The need for costly back-up power is well documented.

Not so obvious is the impact that intermittency has on existing coal-fired and natural gas combined cycle (NGCC) power plants.

NGCC and coal-fired power plants are designed to run at a steady load, except for planned maintenance periods where they are carefully shut down at the beginning of the maintenance period and slowly brought back on line when maintenance is completed.

The advent of renewables has resulted in these plants being cycled, up and down, to accommodate the variables caused by intermittent wind and solar power plants.

This cycling has resulted in less efficient use of the power plants, as well as costly damage to the plants.

This means higher costs and higher prices to the consumer for electricity.

The first casualty of cycling these plants is lower capacity factor. This means that these units are producing less electricity than they could. In other words, efficiently generated electricity is being replaced by inefficiently generated electricity from renewables.

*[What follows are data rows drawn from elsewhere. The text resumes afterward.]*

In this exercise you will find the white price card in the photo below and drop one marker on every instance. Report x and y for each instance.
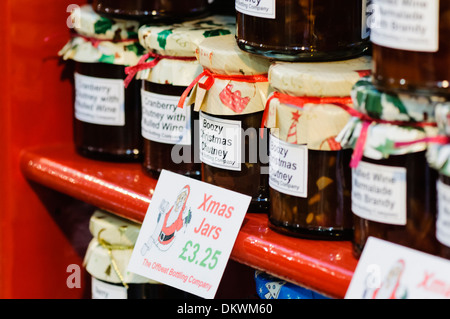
(188, 233)
(390, 271)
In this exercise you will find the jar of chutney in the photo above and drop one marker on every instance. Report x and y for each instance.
(291, 30)
(309, 173)
(230, 96)
(152, 10)
(411, 46)
(106, 115)
(393, 186)
(167, 130)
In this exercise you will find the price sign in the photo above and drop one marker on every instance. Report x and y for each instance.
(188, 233)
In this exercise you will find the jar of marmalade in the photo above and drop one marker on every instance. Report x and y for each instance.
(230, 99)
(167, 130)
(107, 259)
(106, 115)
(292, 30)
(309, 174)
(152, 10)
(412, 33)
(393, 187)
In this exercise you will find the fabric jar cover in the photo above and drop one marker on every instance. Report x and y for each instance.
(179, 40)
(101, 40)
(112, 245)
(229, 95)
(395, 124)
(318, 121)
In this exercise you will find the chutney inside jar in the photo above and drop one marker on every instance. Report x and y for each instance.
(248, 180)
(151, 9)
(325, 213)
(158, 155)
(420, 228)
(105, 137)
(319, 30)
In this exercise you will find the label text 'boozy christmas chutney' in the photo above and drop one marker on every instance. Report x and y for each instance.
(220, 142)
(379, 193)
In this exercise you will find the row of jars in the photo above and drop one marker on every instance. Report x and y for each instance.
(331, 135)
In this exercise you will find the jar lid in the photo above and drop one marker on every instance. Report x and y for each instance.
(113, 229)
(269, 287)
(183, 39)
(102, 265)
(314, 125)
(223, 56)
(85, 50)
(88, 23)
(393, 107)
(318, 78)
(382, 138)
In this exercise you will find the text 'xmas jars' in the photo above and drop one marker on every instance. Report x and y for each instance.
(152, 10)
(293, 30)
(106, 115)
(309, 174)
(107, 259)
(230, 95)
(167, 70)
(393, 187)
(411, 46)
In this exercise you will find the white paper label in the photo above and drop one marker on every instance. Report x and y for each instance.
(379, 193)
(163, 121)
(256, 8)
(220, 142)
(288, 167)
(103, 290)
(411, 25)
(443, 217)
(99, 101)
(390, 271)
(188, 234)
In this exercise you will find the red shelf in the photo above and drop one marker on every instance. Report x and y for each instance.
(123, 189)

The next casualty is damage to components from thermal cycles. In other words, components that are designed to operate at more or less stable temperatures, after being slowly brought up to operating conditions, are whip sawed between lower, then higher temperatures. These unplanned thermal cycles damage the boilers and turbines.

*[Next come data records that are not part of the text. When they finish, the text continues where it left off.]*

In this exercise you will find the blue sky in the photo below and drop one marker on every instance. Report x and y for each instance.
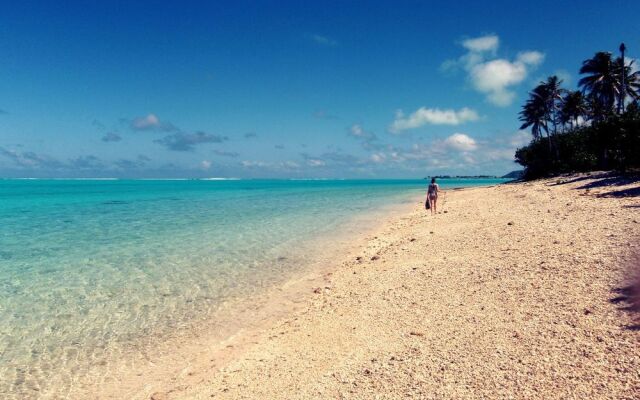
(284, 89)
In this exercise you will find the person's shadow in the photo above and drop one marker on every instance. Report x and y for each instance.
(628, 299)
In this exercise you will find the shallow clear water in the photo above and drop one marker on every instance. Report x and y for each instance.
(89, 266)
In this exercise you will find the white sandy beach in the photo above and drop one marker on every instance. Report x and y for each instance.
(517, 300)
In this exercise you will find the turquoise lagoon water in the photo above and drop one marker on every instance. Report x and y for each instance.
(88, 267)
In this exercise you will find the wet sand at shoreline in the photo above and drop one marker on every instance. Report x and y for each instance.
(519, 300)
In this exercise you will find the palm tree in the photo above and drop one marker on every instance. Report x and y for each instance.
(534, 115)
(601, 82)
(572, 108)
(631, 80)
(552, 93)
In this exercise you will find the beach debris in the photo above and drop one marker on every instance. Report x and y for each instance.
(159, 396)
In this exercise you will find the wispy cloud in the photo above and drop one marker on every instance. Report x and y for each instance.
(89, 162)
(322, 114)
(435, 116)
(461, 142)
(231, 154)
(151, 122)
(125, 164)
(494, 77)
(29, 159)
(181, 141)
(111, 137)
(323, 40)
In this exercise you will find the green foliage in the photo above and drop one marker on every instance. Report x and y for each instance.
(577, 131)
(613, 143)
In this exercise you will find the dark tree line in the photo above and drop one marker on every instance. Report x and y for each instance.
(595, 127)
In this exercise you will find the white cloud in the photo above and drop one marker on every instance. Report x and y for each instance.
(519, 139)
(461, 142)
(482, 43)
(434, 116)
(494, 77)
(323, 40)
(357, 131)
(151, 122)
(147, 122)
(378, 158)
(253, 164)
(533, 58)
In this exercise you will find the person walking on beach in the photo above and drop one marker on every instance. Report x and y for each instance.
(432, 195)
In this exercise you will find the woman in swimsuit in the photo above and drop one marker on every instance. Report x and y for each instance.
(432, 195)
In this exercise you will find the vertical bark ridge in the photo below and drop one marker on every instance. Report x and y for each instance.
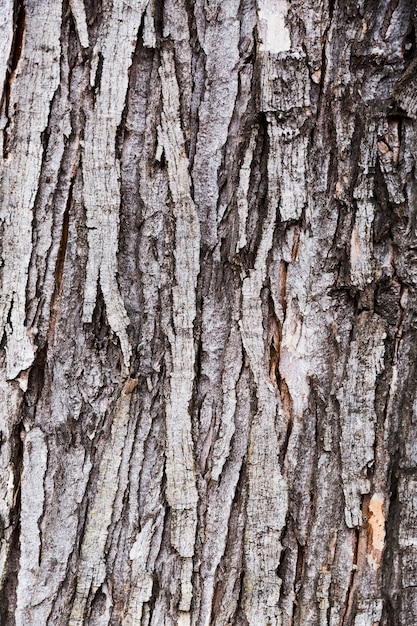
(208, 227)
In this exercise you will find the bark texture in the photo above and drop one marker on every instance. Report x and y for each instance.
(208, 314)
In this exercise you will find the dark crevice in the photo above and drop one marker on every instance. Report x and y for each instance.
(59, 268)
(9, 587)
(19, 24)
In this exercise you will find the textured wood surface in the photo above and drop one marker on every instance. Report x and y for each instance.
(209, 333)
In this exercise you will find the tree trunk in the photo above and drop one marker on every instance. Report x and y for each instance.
(208, 313)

This damage causes increased spending on preventative and corrective maintenance, which results in higher costs to consumers.

The next casualty is to the pollution control systems. The changes in load result in changes to flu-gas temperatures and pressures that result in less efficient operation of these systems. In addition, the cycling of temperatures also damages this equipment.

Coal-fired power plants receive the most wear and tear from this thermal cycling.

Some examples.

  • Headers in boilers are thick, expensive and hard to reach components that have been cracked as the result of thermal cycling.
  • The boiler structure that supports firewalls and water-tubes expands and contracts at different rates than the firewalls, etc. This uneven expansion and contraction causes severe damage to the firewalls and tubing.
  • Different expansion rates cause damage to the super heater tubes and their supporting structures.
  • Boiler water chemistry is altered when boilers are operated under variable temperatures and pressures. Boiler water chemistry is crucial to preventing chemical attack of boiler tubes.
  • Steam turbine rotors consist of huge, solid forgings. Gas turbines have buckets mounted on diaphragms keyed to forgings. These rotors, unless designed for thermal cycling, must be brought up to speed slowly so as not to be deformed by changing temperature. The coefficients of expansion between components are also different, which requires steady operating temperatures under load. Clearances are tight and deformation could cause rubbing and damage.

These are merely a few examples of the problems caused by operating coal-fired and NGCC power plants in anything other than steady conditions.

As an aside, I have worked inside the fire-box of marine boilers to point-up the brickwork, and to clean the tubes using a handheld steam lance. For a long while, I had the scar on my left arm from a burn caused by the high temperature of the steam hose.

The public isn’t aware of these problems and higher costs. All they hear about are the so-called “Green” benefits of wind and solar.

In the real world, renewables cause problems, and increase the price of electricity to consumers.